The small-time drug pusher spends his time on the streets, hustling from one deal to another.

He’s not the guy you’ll find at a street corner in a neighborhood with $300,000 homes, but his product might be.

That’s because major drug busts occur in areas away from high-crime neighborhoods, said Rick Stinson, special agent in charge of the Metro Narcotics Task Force.

“If a large drug supplier is going to bring in a large quantity of drugs, he’s not going to bring it to a high-drug area,” Stinson said. “It’ll be brought into those areas in smaller amounts.”
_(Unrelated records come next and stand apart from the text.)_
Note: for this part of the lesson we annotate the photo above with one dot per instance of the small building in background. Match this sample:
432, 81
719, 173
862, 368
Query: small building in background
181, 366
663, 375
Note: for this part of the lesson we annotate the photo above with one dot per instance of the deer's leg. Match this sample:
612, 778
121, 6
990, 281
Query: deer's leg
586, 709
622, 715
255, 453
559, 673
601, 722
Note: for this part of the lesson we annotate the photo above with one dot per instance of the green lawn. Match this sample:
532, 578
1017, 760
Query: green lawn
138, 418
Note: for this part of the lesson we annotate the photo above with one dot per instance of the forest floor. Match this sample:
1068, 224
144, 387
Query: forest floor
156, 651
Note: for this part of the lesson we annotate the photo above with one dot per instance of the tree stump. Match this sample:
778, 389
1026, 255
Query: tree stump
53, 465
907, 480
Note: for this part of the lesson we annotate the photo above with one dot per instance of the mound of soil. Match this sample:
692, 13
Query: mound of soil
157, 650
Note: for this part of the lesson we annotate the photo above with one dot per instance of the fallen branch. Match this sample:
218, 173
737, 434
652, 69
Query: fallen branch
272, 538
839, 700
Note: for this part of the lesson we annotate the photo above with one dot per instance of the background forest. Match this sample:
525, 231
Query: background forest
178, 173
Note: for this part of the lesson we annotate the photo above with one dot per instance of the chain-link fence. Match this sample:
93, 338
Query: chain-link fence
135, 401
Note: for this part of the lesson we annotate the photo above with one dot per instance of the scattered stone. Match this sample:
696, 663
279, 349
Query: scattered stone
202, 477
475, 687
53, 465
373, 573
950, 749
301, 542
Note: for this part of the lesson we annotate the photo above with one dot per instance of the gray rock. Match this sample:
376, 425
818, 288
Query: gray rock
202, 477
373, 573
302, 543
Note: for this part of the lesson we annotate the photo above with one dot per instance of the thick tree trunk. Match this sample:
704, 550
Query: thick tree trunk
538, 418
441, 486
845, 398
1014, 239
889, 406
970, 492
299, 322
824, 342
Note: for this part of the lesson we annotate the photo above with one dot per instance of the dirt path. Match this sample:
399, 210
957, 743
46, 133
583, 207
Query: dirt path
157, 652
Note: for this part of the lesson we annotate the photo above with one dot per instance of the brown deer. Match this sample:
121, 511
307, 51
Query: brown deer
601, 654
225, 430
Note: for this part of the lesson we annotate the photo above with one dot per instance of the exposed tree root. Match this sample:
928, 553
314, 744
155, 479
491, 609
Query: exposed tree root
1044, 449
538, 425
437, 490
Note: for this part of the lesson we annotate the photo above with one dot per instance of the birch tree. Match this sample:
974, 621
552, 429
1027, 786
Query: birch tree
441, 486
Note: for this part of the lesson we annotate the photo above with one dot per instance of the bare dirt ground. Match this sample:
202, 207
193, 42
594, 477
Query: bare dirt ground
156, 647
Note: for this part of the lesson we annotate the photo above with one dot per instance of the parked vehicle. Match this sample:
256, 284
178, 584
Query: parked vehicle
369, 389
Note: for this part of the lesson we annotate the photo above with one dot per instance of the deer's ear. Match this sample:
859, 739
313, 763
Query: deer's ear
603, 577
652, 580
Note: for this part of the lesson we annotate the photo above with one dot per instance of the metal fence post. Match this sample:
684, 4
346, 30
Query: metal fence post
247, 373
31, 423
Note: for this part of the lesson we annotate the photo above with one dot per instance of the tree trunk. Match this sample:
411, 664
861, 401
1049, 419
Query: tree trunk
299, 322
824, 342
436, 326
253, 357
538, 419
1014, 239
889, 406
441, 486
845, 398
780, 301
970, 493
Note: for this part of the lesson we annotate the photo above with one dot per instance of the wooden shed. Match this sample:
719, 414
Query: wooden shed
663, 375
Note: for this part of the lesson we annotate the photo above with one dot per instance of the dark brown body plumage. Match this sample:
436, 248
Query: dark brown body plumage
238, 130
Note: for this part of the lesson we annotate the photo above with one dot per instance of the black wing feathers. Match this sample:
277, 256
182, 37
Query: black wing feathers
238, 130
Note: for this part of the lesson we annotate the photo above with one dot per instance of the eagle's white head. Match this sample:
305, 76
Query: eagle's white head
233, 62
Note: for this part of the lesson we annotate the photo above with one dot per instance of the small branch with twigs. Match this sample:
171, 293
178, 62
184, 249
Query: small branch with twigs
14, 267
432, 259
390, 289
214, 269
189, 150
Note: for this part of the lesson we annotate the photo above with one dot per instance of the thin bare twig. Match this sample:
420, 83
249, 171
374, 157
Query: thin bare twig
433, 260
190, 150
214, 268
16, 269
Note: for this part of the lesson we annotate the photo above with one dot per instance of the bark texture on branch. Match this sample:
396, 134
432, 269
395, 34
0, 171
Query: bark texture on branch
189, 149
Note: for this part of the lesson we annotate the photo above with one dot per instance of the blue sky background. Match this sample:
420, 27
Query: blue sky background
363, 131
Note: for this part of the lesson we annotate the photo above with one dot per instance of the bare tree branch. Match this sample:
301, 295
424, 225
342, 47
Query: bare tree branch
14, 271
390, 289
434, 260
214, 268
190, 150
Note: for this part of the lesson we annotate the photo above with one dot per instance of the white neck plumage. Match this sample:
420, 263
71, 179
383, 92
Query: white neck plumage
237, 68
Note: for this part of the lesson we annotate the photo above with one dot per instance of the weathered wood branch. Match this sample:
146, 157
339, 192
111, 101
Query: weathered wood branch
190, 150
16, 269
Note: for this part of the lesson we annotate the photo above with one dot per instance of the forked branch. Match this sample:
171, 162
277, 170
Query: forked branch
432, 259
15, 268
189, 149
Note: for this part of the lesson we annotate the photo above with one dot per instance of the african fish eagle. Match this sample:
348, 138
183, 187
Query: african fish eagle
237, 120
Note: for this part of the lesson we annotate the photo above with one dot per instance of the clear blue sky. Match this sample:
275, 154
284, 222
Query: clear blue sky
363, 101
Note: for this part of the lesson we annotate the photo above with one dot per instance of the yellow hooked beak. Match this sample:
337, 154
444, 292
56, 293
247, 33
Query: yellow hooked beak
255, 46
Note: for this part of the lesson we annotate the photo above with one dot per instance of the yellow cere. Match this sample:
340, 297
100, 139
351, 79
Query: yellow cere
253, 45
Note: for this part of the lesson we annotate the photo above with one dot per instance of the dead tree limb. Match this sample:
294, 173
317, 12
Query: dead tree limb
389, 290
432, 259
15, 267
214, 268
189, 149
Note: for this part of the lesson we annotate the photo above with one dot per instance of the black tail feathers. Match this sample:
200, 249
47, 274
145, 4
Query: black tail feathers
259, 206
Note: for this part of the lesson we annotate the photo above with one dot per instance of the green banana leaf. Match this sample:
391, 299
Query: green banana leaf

Putting a large amount of drugs — three, four or five kilgrams of cocaine, for example — in a nice neighborhood or storage unit away from the street dealers makes good business sense for the dealer, Stinson said. What he sees are major dealers visiting Atlanta, making a big purchase and then bringing it back to Columbus. It will then be distributed in smaller amounts to the street-level dealer.

One ounce of cocaine is enough for a trafficking charge, though Stinson said he considers finding anything more than a kilogram of cocaine — more than 35 ounces — a major bust.

And while a street dealer might have three to five kilograms on him at a time, it’s rare because there’s no reason for him to have that much, Stinson said.

One of the biggest busts in Columbus happened about four years ago. It involved more than 200 kilos — 7,000 ounces of cocaine.

Most of it was in a storage unit off of Milgen Road, but some was also in a rented home in the Beaver Run area.

“I’m sure the rent was more than $2,000 a month,” Stinson said of the home.

In addition, some 800 pounds of marijuana were found in the bust.

Recently sold homes in the Beaver Run area were mostly in the $200,000-265,000 range.

They’re in a neighborhood with winding roads situated around a large lake.

“It’s just smart,” Stinson said of the location. “Obviously, your high-crime areas are areas where a lot of police activity happens. If you’re fixing to bring dope into an area that’s highly patrolled, that ain’t smart. It’s the old thing of don’t put all your eggs in one basket.”